Il n’est encore qu’aux aguets. Il agira en plein jour. Cet après-midi, peut-être, si l’occasion se présente. Si les conditions sont réunies.
Ne jamais prendre de risques inutiles.
De toute façon, pourquoi se presser ? Le moment de la chasse demeure le plus enivrant. Celui où il prépare l’attaque, répète la scène cent fois dans sa tête.
Frissons dans les jambes, le dos, les épaules. Jusque dans la nuque.
Le moment où rien n’est encore certain.
Le moment du désir, peut-être plus puissant que celui du plaisir. Parce qu’il imagine la jouissance, la sublime, la rend plus forte qu’elle ne pourra jamais être. L’esprit va toujours tellement plus loin que les actes.
Il a déjà choisi sa proie, depuis longtemps. L’a sélectionnée dans le troupeau docile. C’était le mois dernier… Aujourd’hui, l’affût est terminé, il est temps de passer à l’action. De se mettre à table pour le festin.
Elle est là. Derrière cette fenêtre du premier étage. Derrière ces volets entrebâillés.
Elle est là, elle l’attend.
Elle ne sait pas encore qui il est, mais elle l’attend, c’est certain.
Belle. Tellement belle.
Petite, blonde, élancée. Visage de sainte, lèvres roses et charnues qu’elle aime mordiller entre ses dents. Petit nez légèrement retroussé. Peau blanche, laiteuse. Grands yeux clairs et rieurs.
Elle sait.
Elle sait ce qu’elle produit sur les hommes comme lui. Et elle en joue. S’en amuse sans pitié, sans vergogne.

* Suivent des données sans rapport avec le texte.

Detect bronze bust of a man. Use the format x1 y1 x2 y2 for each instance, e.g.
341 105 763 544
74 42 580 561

Ange pervers. Irrésistible.
Sauf qu’avec lui, on ne joue pas.
Elle est belle, oui.
Et vierge.
Mais plus pour longtemps.
5 h 30
L’aube se faufile autour de la maison.
Eux aussi.
L’assaut se prépare, dans un silence de mort. Bataillon en formation serrée, cagoulés, armés jusqu’aux dents.

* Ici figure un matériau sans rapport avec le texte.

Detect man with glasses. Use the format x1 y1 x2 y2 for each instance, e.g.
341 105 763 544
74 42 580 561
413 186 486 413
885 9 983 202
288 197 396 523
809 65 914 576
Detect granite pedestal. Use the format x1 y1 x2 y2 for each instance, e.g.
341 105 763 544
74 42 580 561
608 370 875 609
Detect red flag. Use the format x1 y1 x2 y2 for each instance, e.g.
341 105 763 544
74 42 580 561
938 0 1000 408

Prêts à en découdre, prêts à tout.
Prêts à tuer s’il le faut.
Le signal est donné, la porte explose sous les coups de bélier, la cohorte envahit la maison. Fracas de hurlements, de menaces et de sommations.
Raphaël se réveille dans un sursaut, la main sur son colt. Il coupe sa respiration, écoute.

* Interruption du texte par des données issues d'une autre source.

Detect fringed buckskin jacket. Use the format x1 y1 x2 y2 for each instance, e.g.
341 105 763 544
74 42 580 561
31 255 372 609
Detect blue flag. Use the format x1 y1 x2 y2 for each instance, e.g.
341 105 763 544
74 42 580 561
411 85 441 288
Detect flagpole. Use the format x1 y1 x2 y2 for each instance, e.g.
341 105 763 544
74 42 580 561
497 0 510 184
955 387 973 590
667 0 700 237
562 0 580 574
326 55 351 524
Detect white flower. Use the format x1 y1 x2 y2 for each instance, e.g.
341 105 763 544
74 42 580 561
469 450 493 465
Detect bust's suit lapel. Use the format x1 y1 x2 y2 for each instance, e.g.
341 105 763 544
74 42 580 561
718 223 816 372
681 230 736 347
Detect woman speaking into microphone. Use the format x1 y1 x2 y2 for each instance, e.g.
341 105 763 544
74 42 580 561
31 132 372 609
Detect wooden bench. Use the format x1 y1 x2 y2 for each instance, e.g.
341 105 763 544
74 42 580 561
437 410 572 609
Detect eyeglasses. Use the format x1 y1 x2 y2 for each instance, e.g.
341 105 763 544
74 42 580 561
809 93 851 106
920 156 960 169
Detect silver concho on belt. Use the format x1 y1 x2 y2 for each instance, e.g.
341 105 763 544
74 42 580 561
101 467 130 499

Aucun bruit suspect. Ni pas, ni voix. Seulement les plaintes douloureuses de son frère.
Alors il referme les yeux, retournant malgré lui dans son cauchemar favori… Même s’il ne dort plus.
Ils entrent en force, pointant leurs armes automatiques sur un homme seul. Comme s’il pouvait représenter un péril pour cet escadron. Peut-être que oui, d’ailleurs.
Mais tout cela est bien inutile. Parce qu’il sait qu’il a perdu la partie, qu’il n’y a plus rien à faire, sauf se rendre. Ou mourir.